Doenças neuromusculares e bloqueadores neuromusculares

Neuromuscular diseases and neuromuscular-blocking drugs

Sofia Meinberg Pereira1; Eduardo Azevedo de Castro2; Vitor Michelstaedter Brochado3

1. Médica Anestesiologista. Título de Especialista em Dor. Santa Casa de Belo Horizonte. Belo Horizonte, MG - Brasil
2. Médico Anestesiologista. Título Superior em Anestesiologia. Santa Casa de Belo Horizonte. Belo Horizonte, MG - Brasil
3. Médico-residente em Anestesiologia. Santa Casa de Belo Horizonte. Belo Horizonte, MG - Brasil

Endereço para correspondência

Sofia Meinberg Pereira
E-mail: sofiameinbergp@yahoo.com.br

Instituiçao: Centro de Ensino e Treinamento da Santa Casa de Belo Horizonte Belo Horizonte, MG - Brasil

Resumo

As doenças neuromusculares são caracterizadas por alterações no neurônio motor, no receptor de acetilcolina (AchR) ou na musculatura esquelética, sendo classificadas em pré-juncionais, juncionais e pós-juncionais. O manejo perioperatório de pacientes acometidos pode ser desafiador, visto que são doenças de baixa incidência e com manifestações diversas.

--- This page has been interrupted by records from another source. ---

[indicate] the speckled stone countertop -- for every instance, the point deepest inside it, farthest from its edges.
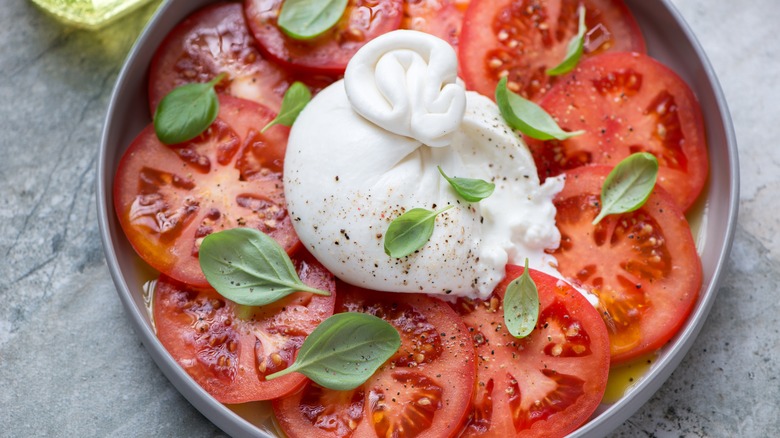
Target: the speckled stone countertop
(71, 365)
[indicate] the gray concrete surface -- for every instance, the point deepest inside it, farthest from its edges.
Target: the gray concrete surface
(70, 364)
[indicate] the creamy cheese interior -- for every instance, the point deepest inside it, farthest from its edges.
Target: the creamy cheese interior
(366, 149)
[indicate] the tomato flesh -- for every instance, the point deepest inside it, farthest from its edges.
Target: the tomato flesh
(168, 198)
(521, 40)
(422, 391)
(228, 349)
(441, 18)
(627, 103)
(211, 41)
(642, 265)
(546, 384)
(328, 53)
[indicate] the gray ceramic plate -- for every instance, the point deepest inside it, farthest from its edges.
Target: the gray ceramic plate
(669, 40)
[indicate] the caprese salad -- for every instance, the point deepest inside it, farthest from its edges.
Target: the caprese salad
(421, 218)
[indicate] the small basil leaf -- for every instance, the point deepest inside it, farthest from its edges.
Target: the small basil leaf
(574, 49)
(345, 350)
(628, 185)
(306, 19)
(528, 117)
(472, 190)
(410, 231)
(295, 99)
(249, 267)
(187, 111)
(521, 305)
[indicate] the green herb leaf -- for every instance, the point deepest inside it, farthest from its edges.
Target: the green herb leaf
(528, 117)
(628, 185)
(187, 111)
(295, 99)
(306, 19)
(574, 49)
(410, 231)
(472, 190)
(345, 350)
(249, 267)
(521, 305)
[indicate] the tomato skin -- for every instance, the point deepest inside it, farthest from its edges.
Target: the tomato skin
(422, 391)
(213, 40)
(546, 384)
(167, 198)
(329, 53)
(627, 103)
(521, 39)
(642, 265)
(223, 345)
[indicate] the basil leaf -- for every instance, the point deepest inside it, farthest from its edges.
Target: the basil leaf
(628, 185)
(574, 49)
(345, 350)
(187, 111)
(521, 305)
(295, 99)
(472, 190)
(528, 117)
(410, 231)
(249, 267)
(306, 19)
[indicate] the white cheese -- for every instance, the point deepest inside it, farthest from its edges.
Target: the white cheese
(366, 149)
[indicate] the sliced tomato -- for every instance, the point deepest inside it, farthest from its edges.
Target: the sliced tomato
(642, 265)
(546, 384)
(627, 103)
(328, 53)
(424, 390)
(523, 39)
(168, 198)
(211, 41)
(441, 18)
(228, 349)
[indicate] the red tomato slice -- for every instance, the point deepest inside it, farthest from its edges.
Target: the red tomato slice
(627, 103)
(168, 198)
(441, 18)
(211, 41)
(546, 384)
(422, 391)
(642, 265)
(522, 39)
(228, 349)
(329, 53)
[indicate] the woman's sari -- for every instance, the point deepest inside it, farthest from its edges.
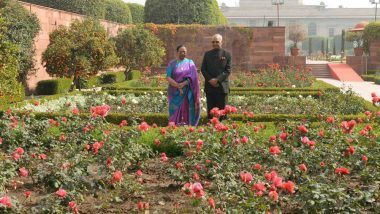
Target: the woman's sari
(184, 109)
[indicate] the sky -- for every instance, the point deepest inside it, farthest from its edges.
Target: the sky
(329, 3)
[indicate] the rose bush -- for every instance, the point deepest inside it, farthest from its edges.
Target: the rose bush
(127, 103)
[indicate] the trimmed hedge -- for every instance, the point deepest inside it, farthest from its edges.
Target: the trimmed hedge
(319, 86)
(56, 86)
(162, 119)
(370, 78)
(258, 93)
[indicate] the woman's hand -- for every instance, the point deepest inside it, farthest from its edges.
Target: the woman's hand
(183, 84)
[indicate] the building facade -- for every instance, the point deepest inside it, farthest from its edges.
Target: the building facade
(317, 19)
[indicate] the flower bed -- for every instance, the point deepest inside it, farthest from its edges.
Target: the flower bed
(84, 164)
(140, 103)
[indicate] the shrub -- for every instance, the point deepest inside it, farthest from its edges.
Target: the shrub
(79, 51)
(139, 48)
(10, 89)
(194, 11)
(93, 8)
(22, 28)
(56, 86)
(297, 33)
(370, 78)
(137, 12)
(107, 78)
(371, 33)
(118, 11)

Portadores de doenças neuromusculares muitas vezes apresentam resposta anormal ao uso de bloqueadores neuromusculares (BNM) e anticolinesterásicos. A teoria clássica de up e down-regulation explica, em parte, a sensibilidade ou resistência a essas medicações. Acredita-se que nessas enfermidades a margem de segurança da transmissão neuromuscular encontra-se reduzida. O uso de doses habituais de bloqueadores adespolarizantes pode comprometer a recuperação do paciente, prolongando a necessidade de assistência ventilatória. A succinilcolina (Sch) pode causar hipercalemia grave nos casos em que há aumento do número de AchR. Esta revisão apresenta algumas desordens neuromusculares e as respectivas respostas aos BNMs como orientação na condução da anestesia nesses pacientes.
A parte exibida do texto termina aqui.